Li stwierdziła, że nigdy nie zostałaby tenisistką, gdyby nie została do tego zmuszona. - Jeśli miałabym możliwość robienia tego co chciałam w dzieciństwie, to nie wybrałabym tenisa. To sport, do którego byłam zawsze popychana. Najpierw przez rodziców, później przez regionalnych i narodowych działaczy sportowych - wyznała na łamach chińskiej prasy.

Chińskim tenisistką na czele z Li udało się w zeszłym roku wyrwać spod kontroli rządowej. Teraz wzywa ona sportowców z innych dziedzin, aby walczyli o podobną wolność.
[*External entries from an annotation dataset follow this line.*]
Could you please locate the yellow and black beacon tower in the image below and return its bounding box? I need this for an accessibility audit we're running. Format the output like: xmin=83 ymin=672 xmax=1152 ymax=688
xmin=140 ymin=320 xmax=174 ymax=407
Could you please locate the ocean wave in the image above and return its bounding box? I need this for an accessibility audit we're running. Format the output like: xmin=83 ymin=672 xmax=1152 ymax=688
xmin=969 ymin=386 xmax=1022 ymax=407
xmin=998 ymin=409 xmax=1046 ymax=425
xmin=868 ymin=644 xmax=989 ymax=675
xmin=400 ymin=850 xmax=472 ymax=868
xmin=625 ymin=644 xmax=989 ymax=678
- Kocham obecną sytuację. W przeszłości regionalni i narodowi działacze sportowi aranżowali wszystko za ciebie. Nie miałeś żadnego wyboru, musiałeś stosować się do sztywnych wytycznych - powiedziała 27-letnia Chinka. - To bardzo ważne, aby mieć możliwość wyboru. Mówię to śmiertelnie poważnie - dodała.

Chiński system sportowy to przykład starych komunistycznych reguł postępowania. Dzieci w młodym wieku są przydzielane do konkretnych dyscyplin, a następnie włączane do programów rozwijających talent. W większości przypadków są zmuszone opuścić dom, aby mieszkać i trenować z zespołami regionalnymi i narodowymi. Dużą część nagród pieniężnych zdobywanych przez młodych zawodników jest zabierana na rzecz administracji sportowej oraz trenerów opiekujących się sportowcami.

Choć model ten przynosi sukcesy (choćby medale podczas Igrzysk Olimpijskich w Pekinie), to jest szeroko krytykowany zarówno w kraju, jak i zagranicą ze względu na nastawienie na rezultaty, a nie dobro sportowców.